While it’s straightforward enough to sell your product on your own website, for some sectors this may not be the first place customers think of looking. For example, for sectors such as health and beauty, customers may first think of searching for products similar to your offering on drugstore websites. This can be for a number of reasons; the drugstore offers reward points, is more of a household name and therefore already holds the customer’s trust, the drugstore offers a faster shipping option, etc. Whatever the reason, you need to ensure that your products are not only available on the platforms of these drugstores but are being promoted so that they appear as the top offering in the sector. Take a look at how many of your customers are visiting your website directly, versus how many sales you make from other places selling your product. You may want to change up your strategy based on these demographics.
If you aren’t offering your product on other websites, your customer will be able to find out more about your brand if you target them with ads on the platforms they use. Younger people aged between 16 and 24 are more likely to be following influencerson social media platforms. If you’re targeting these customers, it may be a more effective strategy to hire influencers to advertise your products than traditional digital ads on Google.
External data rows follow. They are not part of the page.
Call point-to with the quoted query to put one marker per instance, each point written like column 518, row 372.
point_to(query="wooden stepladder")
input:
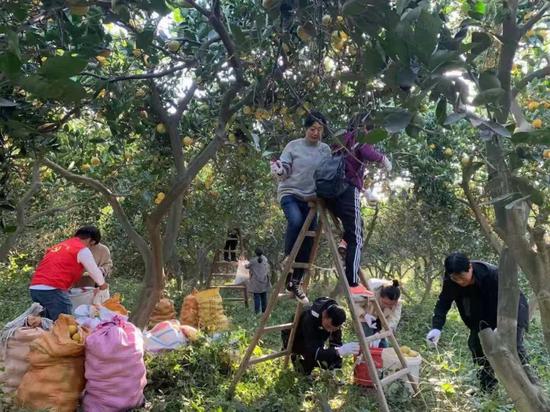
column 386, row 332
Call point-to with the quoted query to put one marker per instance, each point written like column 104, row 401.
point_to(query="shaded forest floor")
column 195, row 378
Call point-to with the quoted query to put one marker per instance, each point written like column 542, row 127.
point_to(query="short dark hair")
column 336, row 314
column 392, row 292
column 456, row 262
column 313, row 117
column 88, row 232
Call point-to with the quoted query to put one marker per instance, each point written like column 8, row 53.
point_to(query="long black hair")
column 259, row 252
column 392, row 292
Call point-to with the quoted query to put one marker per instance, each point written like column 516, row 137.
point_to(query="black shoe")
column 294, row 287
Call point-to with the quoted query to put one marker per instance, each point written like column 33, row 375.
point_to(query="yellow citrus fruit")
column 160, row 197
column 303, row 34
column 173, row 45
column 161, row 128
column 537, row 123
column 533, row 105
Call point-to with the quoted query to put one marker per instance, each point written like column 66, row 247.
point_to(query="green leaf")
column 7, row 103
column 489, row 80
column 480, row 42
column 497, row 128
column 178, row 17
column 10, row 64
column 426, row 31
column 535, row 137
column 9, row 229
column 441, row 111
column 354, row 7
column 397, row 121
column 453, row 118
column 373, row 62
column 489, row 96
column 145, row 38
column 373, row 137
column 448, row 388
column 526, row 188
column 59, row 67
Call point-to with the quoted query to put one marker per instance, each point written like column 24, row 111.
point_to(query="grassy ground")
column 196, row 378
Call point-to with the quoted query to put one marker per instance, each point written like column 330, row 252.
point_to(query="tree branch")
column 533, row 20
column 184, row 101
column 110, row 197
column 537, row 74
column 20, row 211
column 490, row 234
column 148, row 75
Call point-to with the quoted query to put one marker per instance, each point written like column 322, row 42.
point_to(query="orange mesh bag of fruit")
column 189, row 314
column 55, row 377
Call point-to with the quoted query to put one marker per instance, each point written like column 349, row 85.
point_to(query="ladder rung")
column 285, row 295
column 264, row 358
column 394, row 376
column 379, row 335
column 277, row 328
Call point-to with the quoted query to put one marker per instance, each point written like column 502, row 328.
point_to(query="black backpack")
column 330, row 176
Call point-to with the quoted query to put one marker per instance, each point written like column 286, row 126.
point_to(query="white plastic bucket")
column 81, row 296
column 391, row 363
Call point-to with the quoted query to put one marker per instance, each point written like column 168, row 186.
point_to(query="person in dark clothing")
column 473, row 286
column 230, row 248
column 347, row 206
column 321, row 322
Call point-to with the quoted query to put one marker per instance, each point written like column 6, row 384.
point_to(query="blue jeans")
column 296, row 210
column 54, row 302
column 260, row 302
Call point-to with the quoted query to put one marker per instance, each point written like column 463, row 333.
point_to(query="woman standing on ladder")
column 294, row 170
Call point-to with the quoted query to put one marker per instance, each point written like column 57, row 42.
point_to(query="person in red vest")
column 61, row 267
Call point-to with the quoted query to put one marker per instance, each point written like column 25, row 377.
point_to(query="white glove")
column 370, row 320
column 277, row 168
column 386, row 163
column 433, row 337
column 346, row 349
column 370, row 196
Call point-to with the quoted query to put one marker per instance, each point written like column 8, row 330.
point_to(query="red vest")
column 59, row 268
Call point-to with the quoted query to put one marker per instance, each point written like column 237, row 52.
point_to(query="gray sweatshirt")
column 300, row 158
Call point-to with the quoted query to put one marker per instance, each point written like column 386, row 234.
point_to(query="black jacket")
column 311, row 337
column 477, row 303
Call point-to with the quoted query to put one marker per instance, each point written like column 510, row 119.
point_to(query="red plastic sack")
column 115, row 371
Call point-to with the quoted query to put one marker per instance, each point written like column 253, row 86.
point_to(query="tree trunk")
column 154, row 279
column 500, row 346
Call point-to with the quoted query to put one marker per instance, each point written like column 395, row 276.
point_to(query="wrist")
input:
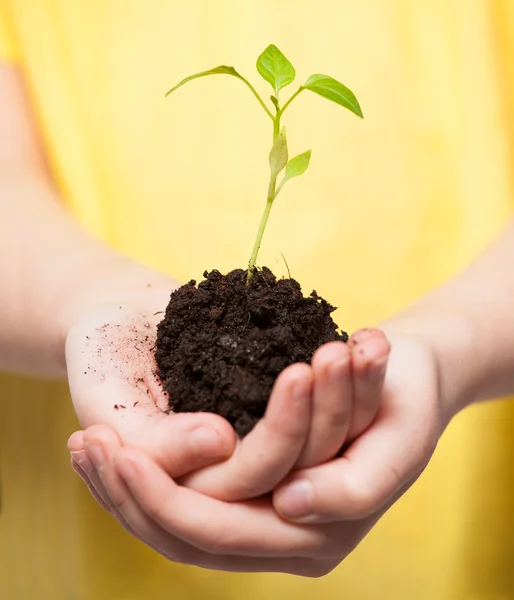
column 107, row 278
column 451, row 338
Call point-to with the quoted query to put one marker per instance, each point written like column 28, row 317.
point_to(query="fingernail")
column 81, row 459
column 207, row 440
column 295, row 500
column 126, row 468
column 96, row 455
column 301, row 388
column 338, row 369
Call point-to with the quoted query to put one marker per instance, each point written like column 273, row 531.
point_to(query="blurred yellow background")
column 390, row 207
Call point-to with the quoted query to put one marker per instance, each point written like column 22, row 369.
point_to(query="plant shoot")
column 276, row 69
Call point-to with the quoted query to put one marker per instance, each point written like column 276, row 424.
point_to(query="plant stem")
column 272, row 194
column 261, row 102
column 258, row 239
column 281, row 112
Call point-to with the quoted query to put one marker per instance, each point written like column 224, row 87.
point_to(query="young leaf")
column 298, row 165
column 274, row 67
column 329, row 88
column 221, row 70
column 278, row 155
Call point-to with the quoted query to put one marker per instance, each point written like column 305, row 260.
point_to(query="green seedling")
column 274, row 67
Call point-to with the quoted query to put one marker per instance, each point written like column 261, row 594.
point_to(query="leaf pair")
column 277, row 70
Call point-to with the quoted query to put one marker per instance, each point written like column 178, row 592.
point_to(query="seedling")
column 276, row 69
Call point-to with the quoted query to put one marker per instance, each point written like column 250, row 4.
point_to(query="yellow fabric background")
column 7, row 49
column 390, row 207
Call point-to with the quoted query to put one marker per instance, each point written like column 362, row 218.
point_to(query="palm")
column 111, row 371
If your customers aren’t following these influencers, you’ll be wasting your advertising spend if you use them.
As mentioned in the previous section, a lot of digital marketing strategy relies on customer data to engage customers at different stages of their buying journey. However, older customers are less likely to be persuaded to give you their data. Research shows that around 40% of adults between 55 and 64 were concerned about brands holding their personal data. This drops with age, with 25- to 34-year-olds being the least concerned, but the percentage is still relatively high, at 30%. If you want older customers’ data, you’ll need to offer bigger incentives in order for these customers to feel that exchanging their data is worthwhile. It might also mean showing that data shared will result in a better, more individual experience online.